The Global Report on Food Crises, an alliance of humanitarian organizations founded by the U.N. and European Union, said people faced starvation and death in seven of those countries: Somalia, Afghanistan, Burkina Faso, Haiti, Nigeria, South Sudan and Yemen.

The report found that that the number of people facing acute food insecurity and requiring urgent food aid — 258 million — had increased for the fourth consecutive year, a “stinging indictment of humanity’s failure” to implement U.N. goals to end world hunger, U.N. Secretary-General António Guterres said.
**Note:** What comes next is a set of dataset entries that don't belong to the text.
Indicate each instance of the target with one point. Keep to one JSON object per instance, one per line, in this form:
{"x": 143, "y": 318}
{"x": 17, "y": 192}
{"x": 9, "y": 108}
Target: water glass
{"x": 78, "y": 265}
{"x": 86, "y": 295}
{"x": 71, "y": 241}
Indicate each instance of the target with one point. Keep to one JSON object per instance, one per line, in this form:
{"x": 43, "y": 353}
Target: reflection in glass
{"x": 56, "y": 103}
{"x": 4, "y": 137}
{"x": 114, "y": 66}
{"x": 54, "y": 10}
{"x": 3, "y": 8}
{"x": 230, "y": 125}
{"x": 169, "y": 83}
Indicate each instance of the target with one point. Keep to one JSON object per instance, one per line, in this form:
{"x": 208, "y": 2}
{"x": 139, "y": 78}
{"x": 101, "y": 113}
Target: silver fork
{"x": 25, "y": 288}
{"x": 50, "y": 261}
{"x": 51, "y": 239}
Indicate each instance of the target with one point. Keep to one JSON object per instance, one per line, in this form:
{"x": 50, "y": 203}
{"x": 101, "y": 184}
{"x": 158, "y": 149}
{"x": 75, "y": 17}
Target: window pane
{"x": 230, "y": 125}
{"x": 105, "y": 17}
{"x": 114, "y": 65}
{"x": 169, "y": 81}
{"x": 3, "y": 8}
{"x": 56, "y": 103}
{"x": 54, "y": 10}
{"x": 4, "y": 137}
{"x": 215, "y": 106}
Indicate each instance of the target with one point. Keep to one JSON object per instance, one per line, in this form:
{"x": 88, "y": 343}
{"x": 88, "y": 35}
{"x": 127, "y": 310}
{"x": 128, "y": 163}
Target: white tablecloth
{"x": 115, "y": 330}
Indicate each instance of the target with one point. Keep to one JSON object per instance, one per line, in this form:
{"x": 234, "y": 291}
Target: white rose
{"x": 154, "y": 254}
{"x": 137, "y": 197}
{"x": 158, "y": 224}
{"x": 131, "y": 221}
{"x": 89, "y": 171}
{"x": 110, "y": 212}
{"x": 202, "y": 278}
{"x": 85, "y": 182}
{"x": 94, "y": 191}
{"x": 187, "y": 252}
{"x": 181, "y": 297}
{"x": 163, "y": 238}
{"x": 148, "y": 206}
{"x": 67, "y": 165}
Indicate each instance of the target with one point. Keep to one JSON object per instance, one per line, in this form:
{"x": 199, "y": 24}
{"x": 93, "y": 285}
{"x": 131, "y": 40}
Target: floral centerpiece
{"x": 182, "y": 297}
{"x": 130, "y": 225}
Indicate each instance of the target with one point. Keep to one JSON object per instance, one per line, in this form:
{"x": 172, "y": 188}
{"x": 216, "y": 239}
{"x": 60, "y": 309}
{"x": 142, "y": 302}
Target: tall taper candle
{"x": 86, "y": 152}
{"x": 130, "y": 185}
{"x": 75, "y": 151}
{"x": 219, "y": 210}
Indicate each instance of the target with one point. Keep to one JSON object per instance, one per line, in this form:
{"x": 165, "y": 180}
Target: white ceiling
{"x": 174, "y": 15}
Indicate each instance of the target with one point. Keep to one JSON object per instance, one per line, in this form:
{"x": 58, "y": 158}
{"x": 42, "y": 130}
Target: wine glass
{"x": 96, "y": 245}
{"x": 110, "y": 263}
UN: THOUSANDS IN WEST AFRICA FACE ACUTE FOOD SHORTAGE

While the increase last year was due in part to more populations being analyzed, the report also found that the severity of the problem increased as well, “highlighting a concerning trend of a deterioration.”

Rein Paulsen, director of emergencies and resilience for the U.N. Food and Agriculture Organization, said an interplay of causes was driving hunger. They include conflicts, climate shocks, the impact of the pandemic and consequences of Russia’s war in Ukraine that has had an impact on the global trade in fertilizers, wheat, maize and sunflower oil.

mother and malnourished child

Nunay Mohamed, 25, holds her one-year-old malnourished child on the outskirts of Mogadishu, Somalia, on June 30, 2022. According to the United Nations, more than a quarter-billion people faced acute food insecurity during the COVID-19 pandemic. Somalia was one of the countries that were on the brink of starvation. (AP Photo/Farah Abdi Warsameh, File)

The impact has been most acute on the poorest countries that are dependent on food imports. “Prices have increased (and) those countries have been adversely affected,” Paulsen said.

He called for a “paradigm shift” so that more funding is spent investing in agricultural interventions that anticipate food crises and aim to prevent them.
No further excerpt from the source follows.